EP member (MEP) and lawyer Patrick Breyer, a long-time critic of this type of policy, explains that EHDS – which he voted against – would “bring together information on all medical treatments received by citizens.”

Doctors will have to submit summaries of treatments they provide to “the new data space” – with the initial proposal not containing provisions that would allow for objections or exceptions. And while access can be restricted if a patient so wishes – the actual creation of the database can’t be prevented.

And let’s just reiterate that this might concern some of the most sensitive personal medical information: “mental disorders, sexual diseases and disorders such as impotence or infertility, HIV or drug abuse therapies,” writes Breyer.

“The EU’s plan to collect and interconnect records on all medical therapies entails irresponsible risks of data theft, hacking or loss.
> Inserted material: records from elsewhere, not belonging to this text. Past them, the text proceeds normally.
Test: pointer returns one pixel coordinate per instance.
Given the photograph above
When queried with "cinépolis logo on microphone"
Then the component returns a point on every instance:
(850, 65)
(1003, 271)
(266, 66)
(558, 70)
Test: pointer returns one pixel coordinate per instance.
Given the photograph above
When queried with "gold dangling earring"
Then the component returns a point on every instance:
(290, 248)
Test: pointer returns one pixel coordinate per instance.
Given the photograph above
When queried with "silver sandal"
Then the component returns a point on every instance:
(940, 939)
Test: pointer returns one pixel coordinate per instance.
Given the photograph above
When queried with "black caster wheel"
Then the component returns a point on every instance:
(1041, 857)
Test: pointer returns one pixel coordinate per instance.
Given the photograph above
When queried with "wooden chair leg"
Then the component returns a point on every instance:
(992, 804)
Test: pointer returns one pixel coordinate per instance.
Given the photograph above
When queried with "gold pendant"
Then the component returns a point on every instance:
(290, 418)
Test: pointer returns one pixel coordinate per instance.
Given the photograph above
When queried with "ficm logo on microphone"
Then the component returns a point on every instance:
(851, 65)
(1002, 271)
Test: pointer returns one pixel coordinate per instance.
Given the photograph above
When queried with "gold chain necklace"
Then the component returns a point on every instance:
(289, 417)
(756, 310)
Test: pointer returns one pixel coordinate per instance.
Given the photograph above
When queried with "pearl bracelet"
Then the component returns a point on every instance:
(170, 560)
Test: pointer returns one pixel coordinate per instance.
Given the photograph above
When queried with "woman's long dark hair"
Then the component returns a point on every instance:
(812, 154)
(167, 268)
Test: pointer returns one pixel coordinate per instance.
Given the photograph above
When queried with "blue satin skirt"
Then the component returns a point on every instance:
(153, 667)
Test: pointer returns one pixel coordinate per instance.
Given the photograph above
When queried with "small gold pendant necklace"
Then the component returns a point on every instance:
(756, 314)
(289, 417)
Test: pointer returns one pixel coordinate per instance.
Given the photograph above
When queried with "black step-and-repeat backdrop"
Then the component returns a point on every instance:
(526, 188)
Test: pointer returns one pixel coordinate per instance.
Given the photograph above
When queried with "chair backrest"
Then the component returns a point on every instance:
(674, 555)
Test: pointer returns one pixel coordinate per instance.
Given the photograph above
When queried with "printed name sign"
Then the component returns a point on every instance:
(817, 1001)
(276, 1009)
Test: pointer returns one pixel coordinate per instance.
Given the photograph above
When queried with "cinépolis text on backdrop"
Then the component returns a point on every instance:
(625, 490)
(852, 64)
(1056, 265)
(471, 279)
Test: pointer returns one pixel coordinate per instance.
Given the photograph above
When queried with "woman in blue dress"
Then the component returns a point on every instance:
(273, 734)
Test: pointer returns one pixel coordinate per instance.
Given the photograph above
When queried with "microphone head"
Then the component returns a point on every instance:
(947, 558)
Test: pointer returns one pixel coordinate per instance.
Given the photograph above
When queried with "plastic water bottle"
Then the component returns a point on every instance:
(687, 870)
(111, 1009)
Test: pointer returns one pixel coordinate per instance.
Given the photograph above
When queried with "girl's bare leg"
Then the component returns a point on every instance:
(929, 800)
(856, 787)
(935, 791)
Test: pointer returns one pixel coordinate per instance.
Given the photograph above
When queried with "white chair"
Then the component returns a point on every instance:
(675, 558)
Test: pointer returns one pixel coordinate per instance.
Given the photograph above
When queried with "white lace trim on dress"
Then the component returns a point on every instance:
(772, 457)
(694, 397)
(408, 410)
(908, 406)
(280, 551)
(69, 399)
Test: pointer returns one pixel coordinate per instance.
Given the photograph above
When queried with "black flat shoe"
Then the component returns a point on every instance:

Even the most delicate therapies can no longer be administered off record in the future,” the German Pirate Party MEP further warned, blasting the idea as the end of medical confidentiality in the EU.

He makes a particular note of the danger that those who are less both computer and politically literate – such as the elderly or those not paying enough attention to bureaucratic decisions made by the EU (that nonetheless end up defining their lives), as well as those with actual lower level of education – all especially vulnerable in a scheme like this – would simply not be fully aware of the long-term consequences.

“(…) having to actively object with a certain authority or via a digital tool is too complicated in practice to give them a real choice,” Breyer describes a real-life scenario.

On top of that, the planned new law would seem to be clash with the established international standards that require (fully informed) consent for patients’ medical information to be “shared” – and Breyer references the World Medical Association’s International Code of Medical Ethics and the Helsinki declaration on Ethical Principles for Medical Research.

The EP will vote in December on this recommended legislation, when amendments will be considered as well. Right now, people polled about the topic in 44% of cases worry about health data theft, while 40% fear unauthorized access.